In view of the coronavirus pandemic that struck Punjab in late March, more than 30 million children, including nearly 18 million in Punjab alone, are deprived of polio vaccines across Pakistan due to the cessation of anti-polio activities. According to experts, the polio is a highly infectious disease caused by wild poliovirus, mostly affecting children under the age of five, which invades the nervous system and causes paralysis or even death.

With one more kid falling victim to the crippling disease, the cases of poliovirus Type-2 in Punjab have risen to 12 this year so far, while overall 62 WPV cases have been reported from across Pakistan in 2020 so far.

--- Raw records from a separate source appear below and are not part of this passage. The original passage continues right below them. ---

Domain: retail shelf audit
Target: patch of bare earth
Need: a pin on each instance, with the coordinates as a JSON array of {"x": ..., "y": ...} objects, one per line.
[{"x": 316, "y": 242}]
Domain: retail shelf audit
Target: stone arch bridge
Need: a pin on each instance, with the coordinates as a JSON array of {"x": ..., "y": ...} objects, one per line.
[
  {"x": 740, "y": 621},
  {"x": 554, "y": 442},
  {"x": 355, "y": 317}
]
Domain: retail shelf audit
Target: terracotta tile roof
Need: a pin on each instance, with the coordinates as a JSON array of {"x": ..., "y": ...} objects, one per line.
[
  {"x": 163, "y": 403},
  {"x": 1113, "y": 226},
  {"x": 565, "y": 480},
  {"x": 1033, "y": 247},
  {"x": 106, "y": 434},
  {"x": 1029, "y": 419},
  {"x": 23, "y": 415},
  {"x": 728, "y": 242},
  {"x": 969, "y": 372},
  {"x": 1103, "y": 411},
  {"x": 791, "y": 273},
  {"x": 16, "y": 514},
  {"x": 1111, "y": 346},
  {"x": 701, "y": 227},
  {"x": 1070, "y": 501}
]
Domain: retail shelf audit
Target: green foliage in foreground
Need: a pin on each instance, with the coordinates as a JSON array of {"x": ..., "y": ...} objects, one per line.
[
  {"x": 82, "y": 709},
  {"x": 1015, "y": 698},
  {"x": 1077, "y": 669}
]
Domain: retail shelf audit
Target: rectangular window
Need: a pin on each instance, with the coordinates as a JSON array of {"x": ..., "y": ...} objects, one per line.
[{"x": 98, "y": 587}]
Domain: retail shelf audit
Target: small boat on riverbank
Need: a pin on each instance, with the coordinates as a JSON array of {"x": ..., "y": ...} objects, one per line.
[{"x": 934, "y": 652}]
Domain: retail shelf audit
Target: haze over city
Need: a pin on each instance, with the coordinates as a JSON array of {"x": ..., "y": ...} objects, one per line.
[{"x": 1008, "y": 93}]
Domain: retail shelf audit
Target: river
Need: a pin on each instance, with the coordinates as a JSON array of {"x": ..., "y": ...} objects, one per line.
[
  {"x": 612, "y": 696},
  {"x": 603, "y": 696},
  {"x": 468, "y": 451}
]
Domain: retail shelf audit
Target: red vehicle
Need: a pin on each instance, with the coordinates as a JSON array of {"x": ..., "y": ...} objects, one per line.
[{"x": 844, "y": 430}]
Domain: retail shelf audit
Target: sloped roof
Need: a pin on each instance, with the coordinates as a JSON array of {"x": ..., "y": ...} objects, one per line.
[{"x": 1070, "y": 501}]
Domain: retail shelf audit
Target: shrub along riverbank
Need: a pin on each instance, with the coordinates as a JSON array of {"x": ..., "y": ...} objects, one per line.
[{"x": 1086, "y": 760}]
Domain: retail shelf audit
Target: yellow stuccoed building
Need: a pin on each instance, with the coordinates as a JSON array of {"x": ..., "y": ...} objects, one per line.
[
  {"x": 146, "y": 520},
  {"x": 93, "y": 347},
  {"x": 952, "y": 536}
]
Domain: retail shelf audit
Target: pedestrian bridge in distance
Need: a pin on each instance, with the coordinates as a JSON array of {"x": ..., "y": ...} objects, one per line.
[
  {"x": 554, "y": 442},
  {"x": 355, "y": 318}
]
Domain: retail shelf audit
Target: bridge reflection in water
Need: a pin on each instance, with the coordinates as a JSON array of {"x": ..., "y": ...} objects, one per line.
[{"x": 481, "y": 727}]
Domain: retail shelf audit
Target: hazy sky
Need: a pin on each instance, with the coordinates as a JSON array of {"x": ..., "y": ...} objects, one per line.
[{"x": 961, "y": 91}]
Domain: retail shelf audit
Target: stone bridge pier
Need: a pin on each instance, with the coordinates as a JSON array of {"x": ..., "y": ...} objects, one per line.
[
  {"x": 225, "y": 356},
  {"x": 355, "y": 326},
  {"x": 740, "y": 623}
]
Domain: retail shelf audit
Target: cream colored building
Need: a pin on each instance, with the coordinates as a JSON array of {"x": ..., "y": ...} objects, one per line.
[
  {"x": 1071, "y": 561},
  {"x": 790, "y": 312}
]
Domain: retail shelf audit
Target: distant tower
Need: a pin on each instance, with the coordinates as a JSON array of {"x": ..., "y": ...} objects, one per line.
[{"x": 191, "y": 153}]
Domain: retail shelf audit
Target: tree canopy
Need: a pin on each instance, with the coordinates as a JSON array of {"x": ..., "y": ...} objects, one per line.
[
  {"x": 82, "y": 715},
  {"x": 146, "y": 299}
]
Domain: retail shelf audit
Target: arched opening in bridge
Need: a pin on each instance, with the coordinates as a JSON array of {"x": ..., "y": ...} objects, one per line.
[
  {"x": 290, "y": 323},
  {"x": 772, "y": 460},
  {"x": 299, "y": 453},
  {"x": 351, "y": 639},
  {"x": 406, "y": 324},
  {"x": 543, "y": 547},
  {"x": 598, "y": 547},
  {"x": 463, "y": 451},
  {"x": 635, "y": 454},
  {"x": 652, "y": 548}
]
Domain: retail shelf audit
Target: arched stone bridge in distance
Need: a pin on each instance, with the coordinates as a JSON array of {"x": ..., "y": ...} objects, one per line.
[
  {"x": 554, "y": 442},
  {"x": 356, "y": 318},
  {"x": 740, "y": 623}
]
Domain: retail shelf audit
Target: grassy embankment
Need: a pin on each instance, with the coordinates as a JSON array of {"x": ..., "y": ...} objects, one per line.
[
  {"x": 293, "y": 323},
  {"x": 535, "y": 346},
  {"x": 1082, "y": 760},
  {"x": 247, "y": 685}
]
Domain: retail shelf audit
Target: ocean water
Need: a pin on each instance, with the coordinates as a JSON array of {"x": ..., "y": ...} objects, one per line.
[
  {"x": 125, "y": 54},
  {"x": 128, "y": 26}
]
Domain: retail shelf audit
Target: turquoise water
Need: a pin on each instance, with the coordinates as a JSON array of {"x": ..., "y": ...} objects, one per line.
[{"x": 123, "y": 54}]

Out of a total of 62 cases of circulating vaccine-derived poliovirus Type-2 (cVDPV2) confirmed across Pakistan in 2020 so far, 42 cases were confirmed in Khyber Pakhtunkhwa, 12 in Punjab, seven in Sindh and one in Balochistan. In the preceding years, only two cases of cVDPV2 were confirmed in Pakistan in 2015, one case in 2016, none in 2017 and 2018, while cVDPV2 surged again with confirmation of 22 cases in 2019.

To add to this, 72 confirmed wild poliovirus (WPV-1) cases in Pakistan this year so far including 22 cases each have been reported in Khyber Pakhtunkhwa and Sindh, 19 in Balochistan and nine in Punjab.

In the preceding years, a total of two wild poliovirus cases were confirmed in Punjab among overall 54 cases in 2015; no case was reported in Punjab among a total of 20 cases in 2016; one case was confirmed in Punjab among overall eight cases in the country in 2017; none was reported in Punjab among 12 cases confirmed in 2018; and 12 cases were reported in Punjab among 147 cases confirmed in the country in 2019. Unfortunately, Pakistan is one of only two countries in the world, along with Afghanistan, which is still affected by poliovirus.